The morning after the airing of the footage the then Agriculture Minister Joe Ludwig suspended exports to the 11 Indonesian abattoirs featured in the program and launched a review of the whole supply chain of Australian cattle exports to Indonesia. By 6 June the export of all cattle to Indonesia was suspended.

This was remarkable for a number of reasons: it was done without consultation from farmers and the Indonesian government. It hit the cattle industry, for whom Indonesia accounts for half of the live export market, and Indonesia, for whom Australian beef was 25 per cent of the beef market in 2011, hard. It also demonstrated a lack of understanding of the process of cattle exports in Indonesia, where it is difficult to track cattle to local slaughterhouses once they arrive in the country.

In 2015 a different tale is to be told. The government has dismissed any thought of a ban. The allegations levelled at Vietnamese slaughterhouses follow a boom in exports to the country. Vietnam is now the second biggest market, after Indonesia, for Australian cattle. When questioned about how the government will respond to the allegations levelled at Vietnamese slaughterhouses, Prime Minister Abbott was quick to criticise the government for events in 2011. ‘Catastrophic’, ‘crazy’ and a ‘foreign policy blunder’ was how he described it. Treasurer Joe Hockey ruled out a ‘kneejerk’ reaction of banning live cattle trade to Vietnam.

What we haven’t seen in 2015 was the public outrage that was apparent in 2011. There has not been widespread protests, or petitions that have recorded support in the hundreds of thousands.

Perhaps the difference is responses in these two cases lies in our perceptions of Indonesia and Vietnam.

For many Australians, Indonesia is perceived as a holiday destination, as a Muslim country, or in relation to refugees, poverty, terrorism and drug trafficking. Lowy Institute polling in 2014 found that 57 per cent of Australians would describe relations with Indonesia as ‘friendly’ and 36 per cent thought the relationship was ‘unfriendly’ (seven per cent thought neither or had no view). In 2014, only seven per cent of Australians thought our relationship with Indonesia was getting better.

By way of contrast, in Lowy Institute’s polling of how Australians feel about other countries, Vietnam is not even included in the list. It is clear that Vietnam does not inhabit the space in Australia’s psyche that Indonesia does.
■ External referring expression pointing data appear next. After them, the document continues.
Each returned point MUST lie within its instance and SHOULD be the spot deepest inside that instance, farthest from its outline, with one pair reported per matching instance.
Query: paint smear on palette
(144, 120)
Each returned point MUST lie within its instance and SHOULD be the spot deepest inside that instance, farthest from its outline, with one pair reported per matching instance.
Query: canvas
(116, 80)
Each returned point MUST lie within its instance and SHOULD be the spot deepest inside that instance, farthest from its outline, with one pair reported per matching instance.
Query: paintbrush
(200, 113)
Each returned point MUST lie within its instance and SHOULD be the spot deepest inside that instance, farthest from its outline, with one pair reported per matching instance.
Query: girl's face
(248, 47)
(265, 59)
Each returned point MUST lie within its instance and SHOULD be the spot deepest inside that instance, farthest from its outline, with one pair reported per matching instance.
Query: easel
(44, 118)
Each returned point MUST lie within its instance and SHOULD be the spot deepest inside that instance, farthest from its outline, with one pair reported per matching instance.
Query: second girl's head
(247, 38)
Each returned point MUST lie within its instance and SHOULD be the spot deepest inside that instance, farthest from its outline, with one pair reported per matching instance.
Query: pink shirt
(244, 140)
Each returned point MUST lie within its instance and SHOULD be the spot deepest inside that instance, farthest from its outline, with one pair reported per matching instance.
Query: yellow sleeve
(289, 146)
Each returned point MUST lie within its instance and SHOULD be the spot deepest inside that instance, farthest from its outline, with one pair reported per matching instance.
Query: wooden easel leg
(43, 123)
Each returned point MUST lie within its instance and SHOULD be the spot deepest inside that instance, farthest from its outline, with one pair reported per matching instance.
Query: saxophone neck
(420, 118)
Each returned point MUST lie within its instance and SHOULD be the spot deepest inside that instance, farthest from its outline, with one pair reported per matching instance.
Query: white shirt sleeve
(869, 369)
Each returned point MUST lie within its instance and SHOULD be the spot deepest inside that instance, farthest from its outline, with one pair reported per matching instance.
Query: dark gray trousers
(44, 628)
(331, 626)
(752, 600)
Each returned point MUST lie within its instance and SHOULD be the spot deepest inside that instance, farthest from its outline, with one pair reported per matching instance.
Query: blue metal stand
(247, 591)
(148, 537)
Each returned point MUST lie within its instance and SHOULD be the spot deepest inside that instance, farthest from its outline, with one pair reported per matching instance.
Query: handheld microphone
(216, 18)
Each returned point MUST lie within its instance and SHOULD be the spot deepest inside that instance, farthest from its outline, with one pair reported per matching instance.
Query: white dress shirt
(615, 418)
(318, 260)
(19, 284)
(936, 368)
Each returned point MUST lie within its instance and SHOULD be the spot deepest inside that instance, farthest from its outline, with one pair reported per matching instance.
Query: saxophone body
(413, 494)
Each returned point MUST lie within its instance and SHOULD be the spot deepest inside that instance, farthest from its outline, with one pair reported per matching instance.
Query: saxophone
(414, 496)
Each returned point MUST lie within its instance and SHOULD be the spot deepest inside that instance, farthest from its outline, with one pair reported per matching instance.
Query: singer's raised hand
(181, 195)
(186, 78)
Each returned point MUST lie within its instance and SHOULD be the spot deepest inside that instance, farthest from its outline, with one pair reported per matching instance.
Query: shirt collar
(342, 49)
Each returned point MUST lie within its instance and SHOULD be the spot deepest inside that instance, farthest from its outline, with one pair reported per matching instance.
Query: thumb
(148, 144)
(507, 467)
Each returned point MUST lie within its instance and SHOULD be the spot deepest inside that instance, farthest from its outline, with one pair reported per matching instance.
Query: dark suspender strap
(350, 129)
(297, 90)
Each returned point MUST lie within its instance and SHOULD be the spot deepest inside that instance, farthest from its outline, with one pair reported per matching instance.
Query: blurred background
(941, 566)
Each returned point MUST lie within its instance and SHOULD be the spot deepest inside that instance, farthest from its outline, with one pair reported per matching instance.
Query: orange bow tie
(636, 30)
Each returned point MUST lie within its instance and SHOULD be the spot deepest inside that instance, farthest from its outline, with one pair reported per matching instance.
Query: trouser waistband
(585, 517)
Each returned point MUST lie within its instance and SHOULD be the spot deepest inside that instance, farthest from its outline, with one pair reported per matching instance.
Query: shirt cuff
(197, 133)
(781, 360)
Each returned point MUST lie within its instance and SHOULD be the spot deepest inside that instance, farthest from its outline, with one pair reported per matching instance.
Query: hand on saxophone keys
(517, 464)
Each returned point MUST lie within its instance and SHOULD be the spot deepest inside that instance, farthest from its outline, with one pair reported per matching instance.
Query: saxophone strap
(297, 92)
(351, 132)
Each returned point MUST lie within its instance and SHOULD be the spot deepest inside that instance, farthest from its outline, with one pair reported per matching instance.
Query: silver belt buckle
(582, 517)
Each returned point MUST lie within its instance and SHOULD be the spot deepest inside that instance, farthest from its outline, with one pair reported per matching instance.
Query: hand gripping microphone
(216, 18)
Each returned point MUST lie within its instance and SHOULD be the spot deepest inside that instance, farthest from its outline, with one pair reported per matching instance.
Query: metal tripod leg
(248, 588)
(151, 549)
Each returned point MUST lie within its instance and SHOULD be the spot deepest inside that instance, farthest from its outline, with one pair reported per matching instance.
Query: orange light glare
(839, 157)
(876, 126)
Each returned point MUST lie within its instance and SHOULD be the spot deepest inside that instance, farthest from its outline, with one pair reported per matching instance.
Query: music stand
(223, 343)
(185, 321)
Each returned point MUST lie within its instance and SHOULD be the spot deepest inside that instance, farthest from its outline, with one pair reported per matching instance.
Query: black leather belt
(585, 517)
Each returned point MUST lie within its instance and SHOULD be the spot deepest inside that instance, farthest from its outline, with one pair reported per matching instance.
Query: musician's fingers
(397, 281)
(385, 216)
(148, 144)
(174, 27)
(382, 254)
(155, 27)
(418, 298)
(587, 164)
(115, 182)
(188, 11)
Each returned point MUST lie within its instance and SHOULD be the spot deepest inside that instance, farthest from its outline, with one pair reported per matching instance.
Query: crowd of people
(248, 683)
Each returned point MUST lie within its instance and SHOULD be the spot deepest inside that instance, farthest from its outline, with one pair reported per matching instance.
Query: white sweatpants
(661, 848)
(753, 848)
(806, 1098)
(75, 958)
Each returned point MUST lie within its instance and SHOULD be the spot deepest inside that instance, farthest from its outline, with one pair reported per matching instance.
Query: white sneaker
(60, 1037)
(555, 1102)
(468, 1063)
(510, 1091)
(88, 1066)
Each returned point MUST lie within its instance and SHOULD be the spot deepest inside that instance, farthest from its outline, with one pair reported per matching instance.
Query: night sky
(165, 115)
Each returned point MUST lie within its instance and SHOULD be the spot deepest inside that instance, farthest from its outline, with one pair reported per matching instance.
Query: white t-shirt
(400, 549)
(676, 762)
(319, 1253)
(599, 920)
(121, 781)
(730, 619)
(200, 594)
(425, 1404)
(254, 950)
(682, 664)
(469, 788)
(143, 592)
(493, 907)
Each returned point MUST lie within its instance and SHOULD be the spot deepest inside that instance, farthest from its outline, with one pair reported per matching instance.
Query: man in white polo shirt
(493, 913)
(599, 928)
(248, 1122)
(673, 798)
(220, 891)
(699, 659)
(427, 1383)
As we see in the current case of Vietnam, the response to the allegations did not strike the cord that it did with Indonesia in 2011.
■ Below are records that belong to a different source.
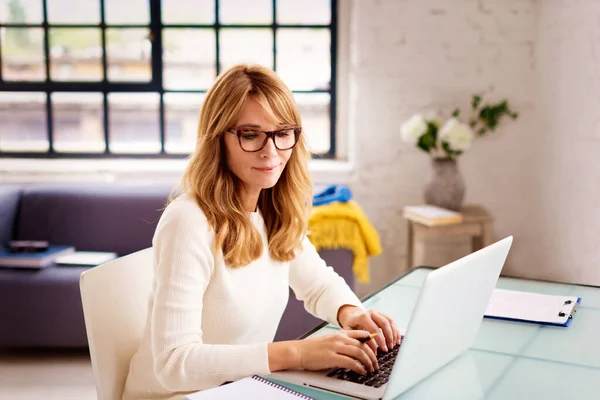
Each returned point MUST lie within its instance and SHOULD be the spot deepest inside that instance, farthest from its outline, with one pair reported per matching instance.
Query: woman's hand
(352, 317)
(339, 350)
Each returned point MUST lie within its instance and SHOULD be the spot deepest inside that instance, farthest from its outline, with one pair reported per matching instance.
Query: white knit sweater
(209, 323)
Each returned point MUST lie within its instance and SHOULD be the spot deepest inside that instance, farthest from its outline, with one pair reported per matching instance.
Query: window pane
(78, 120)
(250, 46)
(182, 111)
(73, 12)
(304, 12)
(127, 12)
(23, 54)
(314, 110)
(21, 11)
(189, 58)
(246, 12)
(304, 58)
(133, 122)
(23, 122)
(75, 54)
(188, 11)
(128, 54)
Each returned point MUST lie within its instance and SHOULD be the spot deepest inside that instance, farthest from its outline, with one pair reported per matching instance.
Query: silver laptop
(444, 323)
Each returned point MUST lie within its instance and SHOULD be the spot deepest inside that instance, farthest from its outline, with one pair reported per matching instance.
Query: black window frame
(155, 85)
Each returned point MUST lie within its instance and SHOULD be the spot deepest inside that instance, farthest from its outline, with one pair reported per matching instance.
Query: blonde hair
(285, 207)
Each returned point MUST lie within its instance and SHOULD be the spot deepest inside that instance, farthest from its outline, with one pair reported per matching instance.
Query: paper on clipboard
(532, 307)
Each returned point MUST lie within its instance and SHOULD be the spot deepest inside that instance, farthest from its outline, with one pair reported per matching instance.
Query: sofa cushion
(100, 217)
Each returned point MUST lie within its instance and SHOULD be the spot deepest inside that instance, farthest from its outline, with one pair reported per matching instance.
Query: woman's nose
(270, 149)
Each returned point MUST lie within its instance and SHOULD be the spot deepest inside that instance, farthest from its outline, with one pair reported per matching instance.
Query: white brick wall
(536, 174)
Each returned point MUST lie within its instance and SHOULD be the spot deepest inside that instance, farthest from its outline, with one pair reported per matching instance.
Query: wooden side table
(477, 223)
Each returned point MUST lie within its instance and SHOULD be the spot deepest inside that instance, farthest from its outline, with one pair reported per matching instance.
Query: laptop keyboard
(375, 378)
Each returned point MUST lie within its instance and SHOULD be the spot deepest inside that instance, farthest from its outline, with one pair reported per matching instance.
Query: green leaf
(428, 140)
(449, 151)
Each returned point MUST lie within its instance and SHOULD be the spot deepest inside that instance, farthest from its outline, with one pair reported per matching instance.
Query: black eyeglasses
(252, 140)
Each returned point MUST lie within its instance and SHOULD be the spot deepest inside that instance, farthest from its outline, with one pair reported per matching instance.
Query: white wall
(536, 174)
(568, 60)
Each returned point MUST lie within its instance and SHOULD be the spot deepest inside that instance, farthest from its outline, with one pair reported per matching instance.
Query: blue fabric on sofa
(43, 308)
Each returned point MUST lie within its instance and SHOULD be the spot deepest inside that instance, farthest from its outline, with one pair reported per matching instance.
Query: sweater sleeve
(184, 265)
(321, 289)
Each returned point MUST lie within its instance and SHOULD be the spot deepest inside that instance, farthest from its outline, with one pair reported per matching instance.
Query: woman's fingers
(386, 327)
(372, 327)
(372, 355)
(349, 363)
(372, 344)
(359, 354)
(395, 329)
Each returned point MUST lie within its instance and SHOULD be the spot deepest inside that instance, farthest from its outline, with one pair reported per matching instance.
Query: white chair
(115, 299)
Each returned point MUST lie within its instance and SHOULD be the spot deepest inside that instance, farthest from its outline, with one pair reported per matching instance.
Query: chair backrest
(115, 300)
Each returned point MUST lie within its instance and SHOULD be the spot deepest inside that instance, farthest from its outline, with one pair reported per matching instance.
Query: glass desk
(508, 360)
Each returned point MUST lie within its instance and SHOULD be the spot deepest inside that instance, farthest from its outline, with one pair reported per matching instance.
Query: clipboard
(530, 307)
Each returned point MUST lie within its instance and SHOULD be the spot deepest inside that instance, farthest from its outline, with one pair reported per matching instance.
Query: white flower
(435, 119)
(413, 128)
(458, 135)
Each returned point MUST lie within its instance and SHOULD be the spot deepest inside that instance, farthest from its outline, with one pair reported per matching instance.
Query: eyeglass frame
(268, 135)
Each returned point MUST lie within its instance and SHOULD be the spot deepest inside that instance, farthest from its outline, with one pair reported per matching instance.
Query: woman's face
(260, 169)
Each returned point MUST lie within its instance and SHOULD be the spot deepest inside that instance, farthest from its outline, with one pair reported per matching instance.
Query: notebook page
(246, 388)
(529, 306)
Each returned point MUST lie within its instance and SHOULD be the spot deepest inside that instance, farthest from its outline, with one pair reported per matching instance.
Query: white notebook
(251, 388)
(532, 307)
(90, 258)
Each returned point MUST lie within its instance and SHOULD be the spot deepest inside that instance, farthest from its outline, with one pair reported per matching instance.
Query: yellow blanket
(344, 225)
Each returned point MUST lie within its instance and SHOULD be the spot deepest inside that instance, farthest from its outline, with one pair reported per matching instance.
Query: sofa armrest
(9, 204)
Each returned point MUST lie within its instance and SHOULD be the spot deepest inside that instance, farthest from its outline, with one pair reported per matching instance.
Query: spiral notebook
(250, 388)
(537, 308)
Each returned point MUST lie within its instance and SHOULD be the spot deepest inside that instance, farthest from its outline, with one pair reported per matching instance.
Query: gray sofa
(42, 308)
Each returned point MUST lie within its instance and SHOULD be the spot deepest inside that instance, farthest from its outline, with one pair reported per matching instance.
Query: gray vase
(446, 188)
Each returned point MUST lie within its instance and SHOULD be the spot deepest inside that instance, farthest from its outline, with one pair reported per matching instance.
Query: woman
(227, 249)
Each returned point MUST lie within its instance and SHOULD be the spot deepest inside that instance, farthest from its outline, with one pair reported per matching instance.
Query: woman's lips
(266, 169)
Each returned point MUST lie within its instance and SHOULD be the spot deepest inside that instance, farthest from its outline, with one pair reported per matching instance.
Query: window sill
(48, 171)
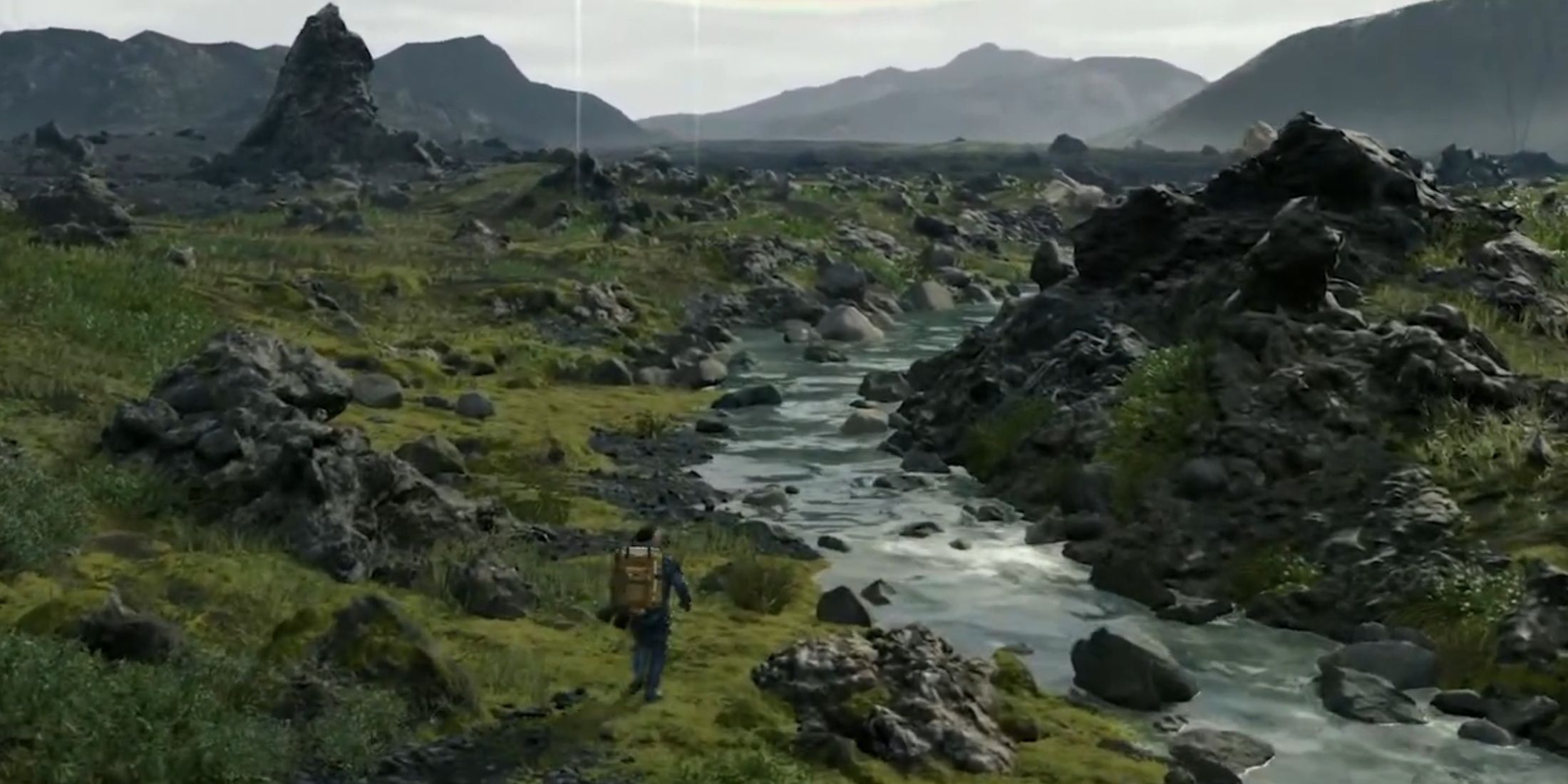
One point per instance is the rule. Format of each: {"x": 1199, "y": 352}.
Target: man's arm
{"x": 678, "y": 582}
The response in 2011 is symptomatic of the way in which Australia responds to Indonesia. It is a relationship that all too often suffers from the issues making headlines and not consistency. Former Prime Minister Paul Keating has criticised the management of the bilateral relationship in this way, imploring in 2012 that ‘focus on this country should be a major imperative driving our foreign policy’.

Instead this focus is often side-tracked by issues that capture the frustration of the Australian press, public and parliament. It appears that when it comes to Indonesia, we cannot separate the policy issues from the complex history and politics of the bilateral relationship. The cattle case of 2011 is one of many examples of how Australian policy regarding Indonesia prioritises the transactional over our longer-term interests.

It goes without saying that there are a multitude of reasons for the dichotomous responses to these two cases. Yes, government may have learnt from the 2011 case, and a Coalition government would be less likely to ban an important agricultural trade than a Labor government. Perhaps, as a public we are not as outraged by stories the second time around.

However we should also reflect whether the differences in the response was because of who was doing the incorrect thing, as much as it was about what was being done.

Natasha Burrows is a master’s student at the University of Technology Sydney, and has completed honours in government and international relations researching Indonesia at Sydney University. She has also worked as a communications officer for the Australian Consortium for ‘In-Country’ Indonesian Studies in Yogyakarta.